God Is Bigger Than the Storm
The other night, David kept calling for me. I felt the surge of impatience (I want to spend time with my husband), and swell of smug indifference (It’s not good for him to be demanding to see me). Reluctantly, I went to comfort him (and tell him to be quiet), and I realized he was actually afraid of the thunder and lightning outside, though he had not said so. I fell back on the old fear standby– Psalm 56:3. Guess it didn’t help, because David shortly called out again.
I asked Lee to go say something spiritual to him. 🙂 He came back and David was quiet. I was curious what Lee had said, so I asked. I just told him, God made the storm, so God is bigger than the storm and He can take care of you. What was fascinating was that I was focusing on the relationship (God is with me) and Lee was focusing on the power (God is mighty). Insight into the male mind, perhaps?
Pick Her up Before She Cries?
One popular author admired by many Christian readers instructs mothers to pick their babies up before they cry. On the surface, that might seem to be good advice. This advice is intended to prevent a baby from becoming demanding to be held 24/7. The implication is that a mother should be wary of picking up her baby when he is crying, particularly when he’s been fed and changed (his “needs” been met).
But I don’t have any problem with picking up baby when she cries. That’s how she communicates. There are enough times when I cannot pick her up right away, and when I must put her down before she’s ready. I don’t take baby out of the carseat while we’re driving (dangerous and against the law), so a number of times I’ve been in near agony driving home while the baby is crying. But if I can pick her up, then I do.

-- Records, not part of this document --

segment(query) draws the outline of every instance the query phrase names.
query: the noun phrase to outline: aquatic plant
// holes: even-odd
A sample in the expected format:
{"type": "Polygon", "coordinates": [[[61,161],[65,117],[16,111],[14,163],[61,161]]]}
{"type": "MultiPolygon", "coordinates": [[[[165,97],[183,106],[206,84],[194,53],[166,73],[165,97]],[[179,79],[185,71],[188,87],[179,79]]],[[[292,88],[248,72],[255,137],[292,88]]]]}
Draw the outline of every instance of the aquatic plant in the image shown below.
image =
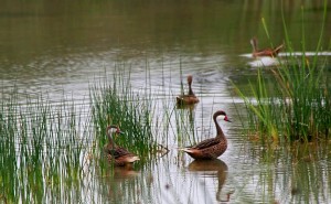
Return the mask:
{"type": "MultiPolygon", "coordinates": [[[[153,107],[148,90],[136,93],[130,84],[130,71],[118,65],[113,79],[90,88],[92,117],[96,129],[98,150],[107,142],[106,127],[118,125],[125,135],[116,138],[116,143],[146,161],[156,151],[157,141],[152,137],[151,119],[153,107]],[[111,85],[107,82],[111,82],[111,85]]],[[[97,153],[96,153],[97,154],[97,153]]]]}
{"type": "Polygon", "coordinates": [[[51,190],[58,193],[52,201],[68,201],[72,195],[62,194],[61,187],[79,185],[87,150],[76,114],[66,101],[22,99],[15,90],[1,101],[0,201],[43,203],[51,190]]]}
{"type": "MultiPolygon", "coordinates": [[[[323,22],[325,15],[327,6],[324,6],[323,22]]],[[[245,128],[250,136],[264,142],[268,140],[308,142],[322,138],[329,139],[331,85],[325,74],[325,61],[322,61],[322,56],[318,54],[321,50],[324,23],[312,58],[306,55],[302,23],[302,55],[299,60],[293,54],[285,20],[284,25],[286,47],[289,51],[286,61],[280,62],[280,66],[270,68],[271,77],[267,77],[266,72],[258,69],[256,84],[250,83],[254,99],[249,99],[242,90],[235,88],[245,100],[248,112],[246,124],[248,126],[245,128]]]]}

So when baby cries, I try to figure out why. First, I consider whether she’s been fed recently (I don’t keep a strict schedule. Yep, my babies are demand fed. 🙂 ). If she’s been recently fed, and she’s not dirty (she cares more than the other kids did), then I figure she’s bored or lonely. I consider these legitimate needs to meet, so I don’t see her crying in these cases to be any more problematic than crying for food or to be changed.
I move her from room to room, depending on where I am. If I’m giving the kids a bath, then I’ll put her in the Johnny-Jump-Up (bumper jumper for the young moms) over the bathroom door. When she gets tired of that, she’s recently been very excited to sit up at a toy basket and grab toys out of it. When she gets bored of that, I might move her outside in the exersaucer. We’re always moving, probably every 5-15 minutes.
If changing her location or mode of sitting doesn’t help, and she cries even when I give her 100% attention by talking or singing to her, then I’ll either carry her around with me, or just put her to sleep.
Yes, I pick her up when she cries. And most of the time, I don’t feel guilty at all.
P.S. Some have the other problem, feeling guilty when baby cries at all. So they carry the baby with them at all hours. If you like that idea, go for it. But I believe the guilt is false guilt.